Published: 7:51PM Tuesday April 16, 2013 Source: ONE News

David Bain has won the right to have his case against Justice Minister Judith Collins heard in Auckland.

Bain is seeking to have a judicial review into the way in which the Government handled a report into his case for compensation late last year.

His decision to file the application for the review in Auckland was challenged by Collins last month.

Collins said everything material to Bain's application happened in the Capital and the case should be heard by the High Court in Wellington.

However, Justice Patrick Keane has denied the Minister's application for transfer.

"I find that Mr Bain was entitled to bring his application for review in the Auckland Registry of this Court and I decline the Minister's application for transfer of the case to the Wellington Registry," Keane said in his ruling.

The Judicial Review will begin in late July.

Report controversy

Late last year the report, by retired Canadian judge Ian Binnie, concluded Bain was innocent of murdering his family and should receive compensation for the 13 years he spent in prison.

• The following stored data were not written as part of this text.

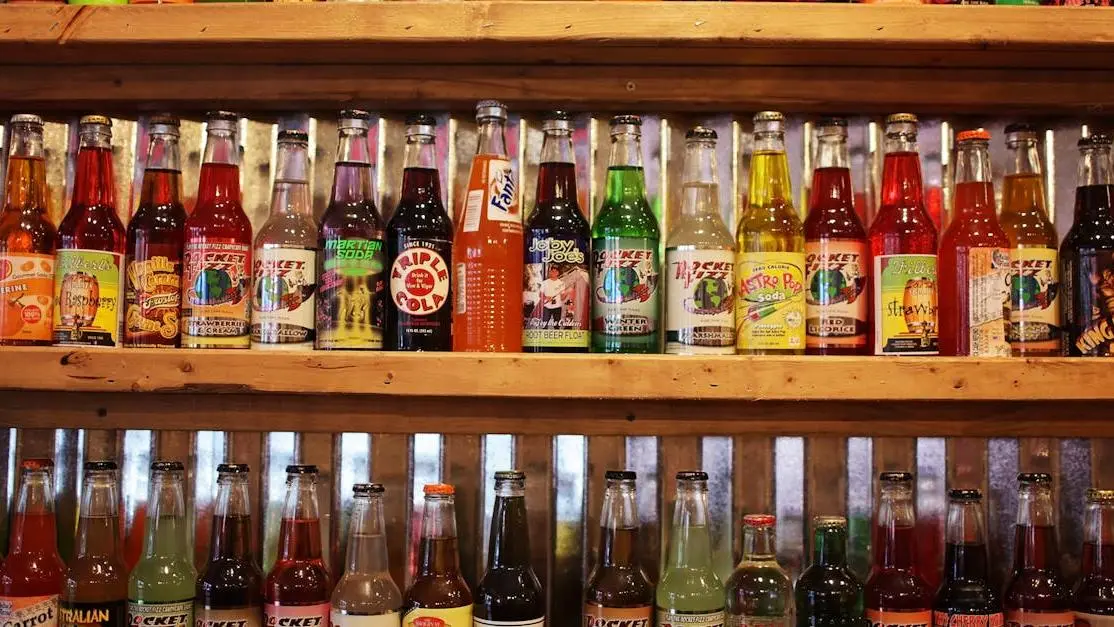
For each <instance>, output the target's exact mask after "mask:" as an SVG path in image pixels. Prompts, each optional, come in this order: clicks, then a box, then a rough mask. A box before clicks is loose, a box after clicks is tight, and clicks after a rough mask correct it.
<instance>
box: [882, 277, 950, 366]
mask: <svg viewBox="0 0 1114 627" xmlns="http://www.w3.org/2000/svg"><path fill="white" fill-rule="evenodd" d="M873 284H874V325H876V329H874V354H876V355H935V354H937V353H938V352H939V346H940V344H939V339H938V336H937V333H938V329H937V319H936V315H937V305H936V255H879V256H877V257H874V275H873Z"/></svg>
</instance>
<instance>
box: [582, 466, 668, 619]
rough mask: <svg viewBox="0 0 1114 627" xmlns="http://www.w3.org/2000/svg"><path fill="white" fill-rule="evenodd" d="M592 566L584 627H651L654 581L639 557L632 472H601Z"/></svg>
mask: <svg viewBox="0 0 1114 627" xmlns="http://www.w3.org/2000/svg"><path fill="white" fill-rule="evenodd" d="M605 478H606V480H607V489H606V492H604V509H603V516H602V517H600V530H599V549H598V550H597V552H596V564H595V566H594V567H593V569H592V574H590V575H589V576H588V581H587V584H586V585H585V587H584V620H583V625H584V627H615V626H616V625H620V624H622V625H623V626H624V627H652V626H653V625H654V602H655V598H654V585H653V584H651V581H649V577H648V576H647V575H646V571H645V570H644V569H643V567H642V558H641V557H639V550H638V549H639V548H641V547H639V542H638V535H639V528H641V523H639V521H638V508H637V498H636V493H635V480H636V479H637V477H636V474H635V473H634V472H631V471H629V470H608V471H607V473H606V474H605Z"/></svg>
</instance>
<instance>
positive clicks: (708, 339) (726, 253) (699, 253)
mask: <svg viewBox="0 0 1114 627" xmlns="http://www.w3.org/2000/svg"><path fill="white" fill-rule="evenodd" d="M665 352H666V353H673V354H697V353H698V354H721V355H733V354H735V253H734V252H733V251H730V249H719V251H716V249H711V251H694V249H692V248H687V249H682V248H680V247H678V248H668V249H666V251H665Z"/></svg>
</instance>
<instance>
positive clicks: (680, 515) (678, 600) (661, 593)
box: [656, 471, 724, 627]
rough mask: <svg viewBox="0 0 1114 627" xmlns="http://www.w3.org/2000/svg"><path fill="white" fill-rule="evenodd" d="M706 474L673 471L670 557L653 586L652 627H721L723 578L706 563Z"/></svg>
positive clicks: (707, 557)
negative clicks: (676, 473) (675, 482)
mask: <svg viewBox="0 0 1114 627" xmlns="http://www.w3.org/2000/svg"><path fill="white" fill-rule="evenodd" d="M707 523H709V517H707V473H706V472H693V471H687V472H678V473H677V496H676V504H675V506H674V507H673V531H672V533H671V535H670V559H668V562H667V564H666V566H665V572H664V574H663V575H662V582H661V584H658V586H657V608H656V609H657V627H723V621H724V614H723V607H724V598H723V582H722V581H720V577H719V576H717V575H716V574H715V566H714V565H713V562H712V536H711V533H709V529H707Z"/></svg>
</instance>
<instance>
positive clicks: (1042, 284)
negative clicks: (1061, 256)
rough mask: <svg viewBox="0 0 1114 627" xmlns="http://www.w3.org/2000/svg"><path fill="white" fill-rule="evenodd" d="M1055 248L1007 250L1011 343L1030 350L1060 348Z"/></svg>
mask: <svg viewBox="0 0 1114 627" xmlns="http://www.w3.org/2000/svg"><path fill="white" fill-rule="evenodd" d="M1057 256H1058V254H1057V252H1056V248H1013V249H1012V251H1010V252H1009V326H1008V327H1007V331H1006V335H1007V340H1009V342H1010V343H1016V344H1023V345H1024V346H1025V347H1027V349H1033V350H1052V351H1055V350H1057V349H1059V324H1061V323H1059V294H1061V292H1062V287H1063V286H1062V285H1061V283H1059V266H1058V264H1057Z"/></svg>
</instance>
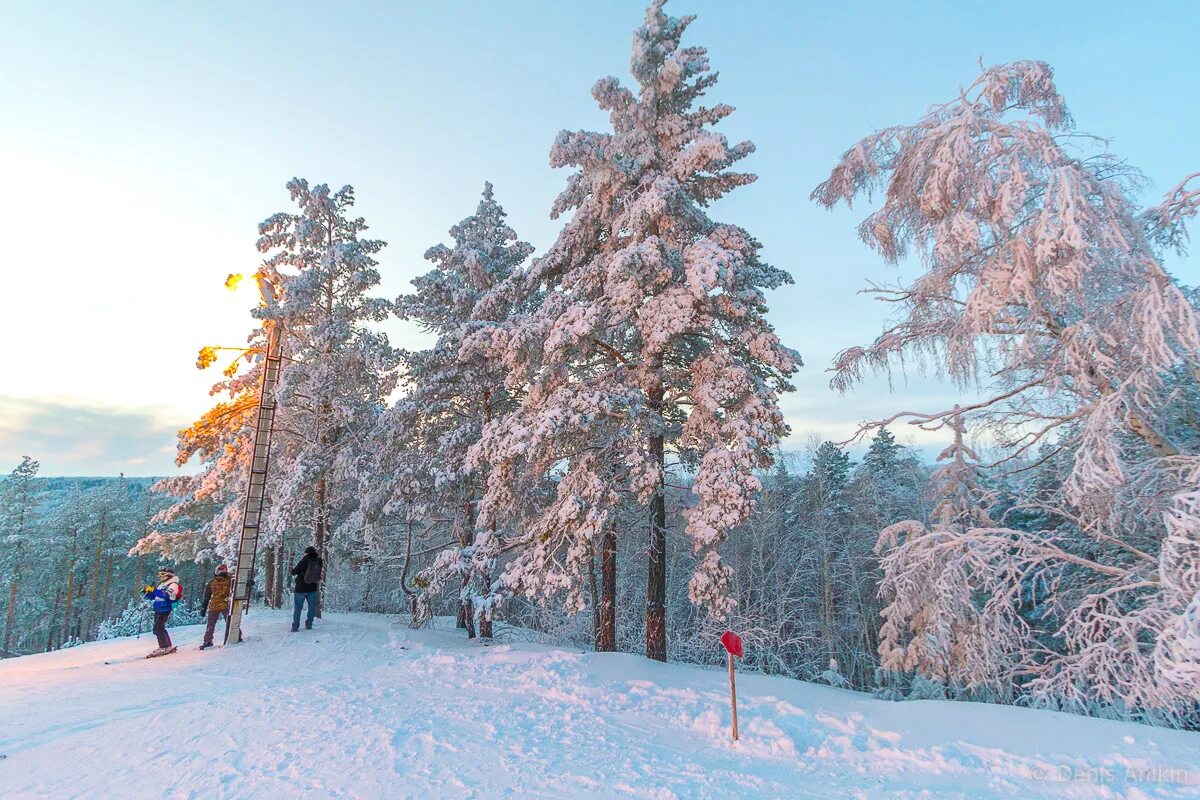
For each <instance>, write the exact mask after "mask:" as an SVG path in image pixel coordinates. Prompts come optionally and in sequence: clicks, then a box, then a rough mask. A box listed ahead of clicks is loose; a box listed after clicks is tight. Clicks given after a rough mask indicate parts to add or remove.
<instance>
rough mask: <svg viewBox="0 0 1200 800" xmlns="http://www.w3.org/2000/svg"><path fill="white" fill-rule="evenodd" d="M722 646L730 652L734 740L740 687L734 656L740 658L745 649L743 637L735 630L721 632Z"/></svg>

Bain could be awarded several million dollars but Collins rejected the report, describing it as flawed, and ordered a peer review by New Zealand lawyer Robert Fisher.

Long-time David Bain supporter Joe Karam said it was the secrecy with which Collins acted against the report which they are challenging.

"From the day Justice Binnie's report landed in Judith Collins' office she deliberately decided to exclude David Bain and his team from what she then did, and even when we wrote letters to her asking what she was doing her response in layman's terms was 'mind your own business'," he told ONE News earlier this year.

Bain's claim for compensation will be deferred pending the outcome of the review.

He was convicted in 1995 of murdering five members of his family in Dunedin. In 2007, the Privy Council quashed his convictions on the grounds of a substantial miscarriage of justice and ordered a retrial.

A jury acquitted him in June 2009 after almost 13 years in prison.